The workflow program will work with other tools as well. The company has already partnered with Clean Power Research, which runs a database of utility rates and incentives, and is looking for more partners with other tools to help solar installers. In addition, the software will also be able to help customers analyze their business, such as by averaging how long different steps take in different markets, for instance, Alderman said.
Some 10 installers are testing a beta version of the workflow program now, he said, and at Intersolar, SolarNexus was taking requests from more installers who want to participate in the private beta. The one year old company plans to expand testing in the next couple of weeks, he continued, and also hopes to get feedback from distributors and other players who work with installers.

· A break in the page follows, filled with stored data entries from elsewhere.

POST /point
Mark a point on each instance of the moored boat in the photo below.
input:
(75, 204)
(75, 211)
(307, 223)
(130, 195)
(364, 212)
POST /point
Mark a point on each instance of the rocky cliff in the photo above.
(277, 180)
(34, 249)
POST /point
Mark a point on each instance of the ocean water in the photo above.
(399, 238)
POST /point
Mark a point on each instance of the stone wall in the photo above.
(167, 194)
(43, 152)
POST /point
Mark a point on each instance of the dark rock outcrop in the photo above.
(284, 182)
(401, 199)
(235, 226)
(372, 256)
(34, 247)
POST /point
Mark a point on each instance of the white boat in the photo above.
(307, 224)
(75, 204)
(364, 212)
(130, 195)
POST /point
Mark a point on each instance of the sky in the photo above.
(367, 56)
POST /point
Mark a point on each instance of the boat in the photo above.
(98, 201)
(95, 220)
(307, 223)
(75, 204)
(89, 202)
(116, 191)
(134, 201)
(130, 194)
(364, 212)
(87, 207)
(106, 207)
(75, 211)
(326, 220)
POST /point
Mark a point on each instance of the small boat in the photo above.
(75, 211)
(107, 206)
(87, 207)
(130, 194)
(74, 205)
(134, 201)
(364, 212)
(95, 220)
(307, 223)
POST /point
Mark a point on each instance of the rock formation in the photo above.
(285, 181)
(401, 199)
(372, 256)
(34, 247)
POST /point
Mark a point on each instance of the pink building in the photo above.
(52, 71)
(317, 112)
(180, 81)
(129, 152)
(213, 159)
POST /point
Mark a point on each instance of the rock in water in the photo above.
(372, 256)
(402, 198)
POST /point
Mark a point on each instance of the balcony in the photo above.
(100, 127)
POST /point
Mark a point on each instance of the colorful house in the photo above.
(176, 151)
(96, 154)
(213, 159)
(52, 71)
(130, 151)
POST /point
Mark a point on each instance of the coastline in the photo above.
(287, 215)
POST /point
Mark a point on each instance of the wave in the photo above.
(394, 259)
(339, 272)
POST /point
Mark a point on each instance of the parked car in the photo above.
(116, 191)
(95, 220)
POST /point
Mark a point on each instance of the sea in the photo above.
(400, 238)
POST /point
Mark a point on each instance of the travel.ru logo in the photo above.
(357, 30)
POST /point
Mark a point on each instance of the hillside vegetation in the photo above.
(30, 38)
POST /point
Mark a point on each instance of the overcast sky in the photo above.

SolarNexus is mainly targeting smaller installers developing residential and small commercial projects, Alderman explained. Small installers struggle to grow their businesses without simultaneously growing their staff and overhead, he said, and that’s where the company believes it can help.
"The industry is mom and pop businesses now; it needs to scale," he concluded. "We’re helping to make small companies more competitive and able to grow their business. And we’re doing it for the industry as a whole, because we believe smaller contractors will continue to [install] a very large part of the residential market."